1 files changed, 217 insertions, 0 deletions
diff --git a/Documentation/filesystems/nfs/exporting.rst b/Documentation/filesystems/nfs/exporting.rst
new file mode 100644
index 000000000..0e98edd35
--- /dev/null
+++ b/Documentation/filesystems/nfs/exporting.rst
@@ -0,0 +1,217 @@
+:orphan:
+
+Making Filesystems Exportable
+=============================
+
+Overview
+--------
+
+All filesystem operations require a dentry (or two) as a starting
+point.  Local applications have a reference-counted hold on suitable
+dentries via open file descriptors or cwd/root.  However remote
+applications that access a filesystem via a remote filesystem protocol
+such as NFS may not be able to hold such a reference, and so need a
+different way to refer to a particular dentry.  As the alternative
+form of reference needs to be stable across renames, truncates, and
+server-reboot (among other things, though these tend to be the most
+problematic), there is no simple answer like 'filename'.
+
+The mechanism discussed here allows each filesystem implementation to
+specify how to generate an opaque (outside of the filesystem) byte
+string for any dentry, and how to find an appropriate dentry for any
+given opaque byte string.
+This byte string will be called a "filehandle fragment" as it
+corresponds to part of an NFS filehandle.
+
+A filesystem which supports the mapping between filehandle fragments
+and dentries will be termed "exportable".
+
+
+
+Dcache Issues
+-------------
+
+The dcache normally contains a proper prefix of any given filesystem
+tree.  This means that if any filesystem object is in the dcache, then
+all of the ancestors of that filesystem object are also in the dcache.
+As normal access is by filename this prefix is created naturally and
+maintained easily (by each object maintaining a reference count on
+its parent).
+
+However when objects are included into the dcache by interpreting a
+filehandle fragment, there is no automatic creation of a path prefix
+for the object.  This leads to two related but distinct features of
+the dcache that are not needed for normal filesystem access.
+
+1. The dcache must sometimes contain objects that are not part of the
+   proper prefix. i.e that are not connected to the root.
+2. The dcache must be prepared for a newly found (via ->lookup) directory
+   to already have a (non-connected) dentry, and must be able to move
+   that dentry into place (based on the parent and name in the
+   ->lookup).   This is particularly needed for directories as
+   it is a dcache invariant that directories only have one dentry.
+
+To implement these features, the dcache has:
+
+a.
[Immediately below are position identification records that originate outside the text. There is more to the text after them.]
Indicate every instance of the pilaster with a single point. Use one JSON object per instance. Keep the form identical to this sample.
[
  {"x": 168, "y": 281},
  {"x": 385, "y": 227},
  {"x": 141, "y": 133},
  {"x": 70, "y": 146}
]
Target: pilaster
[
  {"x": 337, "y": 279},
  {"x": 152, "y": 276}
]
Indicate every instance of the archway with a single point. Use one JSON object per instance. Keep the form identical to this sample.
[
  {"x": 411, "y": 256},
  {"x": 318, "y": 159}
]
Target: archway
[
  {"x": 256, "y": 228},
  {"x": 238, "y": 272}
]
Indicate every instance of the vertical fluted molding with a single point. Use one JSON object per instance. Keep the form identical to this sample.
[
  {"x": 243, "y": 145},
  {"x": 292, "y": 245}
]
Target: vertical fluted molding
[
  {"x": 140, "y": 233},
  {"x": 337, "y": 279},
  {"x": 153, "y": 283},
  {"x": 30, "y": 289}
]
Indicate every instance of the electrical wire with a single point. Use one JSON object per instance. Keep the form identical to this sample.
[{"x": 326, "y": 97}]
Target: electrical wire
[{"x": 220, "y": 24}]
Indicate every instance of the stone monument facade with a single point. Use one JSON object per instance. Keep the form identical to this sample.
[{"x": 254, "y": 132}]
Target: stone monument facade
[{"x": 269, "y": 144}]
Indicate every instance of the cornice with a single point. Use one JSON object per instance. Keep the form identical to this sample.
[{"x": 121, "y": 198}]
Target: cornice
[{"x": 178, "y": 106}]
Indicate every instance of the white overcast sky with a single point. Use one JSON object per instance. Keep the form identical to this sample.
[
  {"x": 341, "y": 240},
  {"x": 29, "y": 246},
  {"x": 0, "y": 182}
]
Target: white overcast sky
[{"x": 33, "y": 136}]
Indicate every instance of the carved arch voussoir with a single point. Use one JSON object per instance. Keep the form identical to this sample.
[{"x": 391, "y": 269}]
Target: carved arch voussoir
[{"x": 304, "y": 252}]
A dentry flag DCACHE_DISCONNECTED which is set on
+   any dentry that might not be part of the proper prefix.
+   This is set when anonymous dentries are created, and cleared when a
+   dentry is noticed to be a child of a dentry which is in the proper
+   prefix.  If the refcount on a dentry with this flag set
+   becomes zero, the dentry is immediately discarded, rather than being
+   kept in the dcache.  If a dentry that is not already in the dcache
+   is repeatedly accessed by filehandle (as NFSD might do), an new dentry
+   will be a allocated for each access, and discarded at the end of
+   the access.
+
+   Note that such a dentry can acquire children, name, ancestors, etc.
+   without losing DCACHE_DISCONNECTED - that flag is only cleared when
+   subtree is successfully reconnected to root.  Until then dentries
+   in such subtree are retained only as long as there are references;
+   refcount reaching zero means immediate eviction, same as for unhashed
+   dentries.  That guarantees that we won't need to hunt them down upon
+   umount.
+
+b. A primitive for creation of secondary roots - d_obtain_root(inode).
+   Those do _not_ bear DCACHE_DISCONNECTED.  They are placed on the
+   per-superblock list (->s_roots), so they can be located at umount
+   time for eviction purposes.
+
+c. Helper routines to allocate anonymous dentries, and to help attach
+   loose directory dentries at lookup time. They are:
+
+    d_obtain_alias(inode) will return a dentry for the given inode.
+      If the inode already has a dentry, one of those is returned.
+
+      If it doesn't, a new anonymous (IS_ROOT and
+      DCACHE_DISCONNECTED) dentry is allocated and attached.
+
+      In the case of a directory, care is taken that only one dentry
+      can ever be attached.
+
+    d_splice_alias(inode, dentry) will introduce a new dentry into the tree;
+      either the passed-in dentry or a preexisting alias for the given inode
+      (such as an anonymous one created by d_obtain_alias), if appropriate.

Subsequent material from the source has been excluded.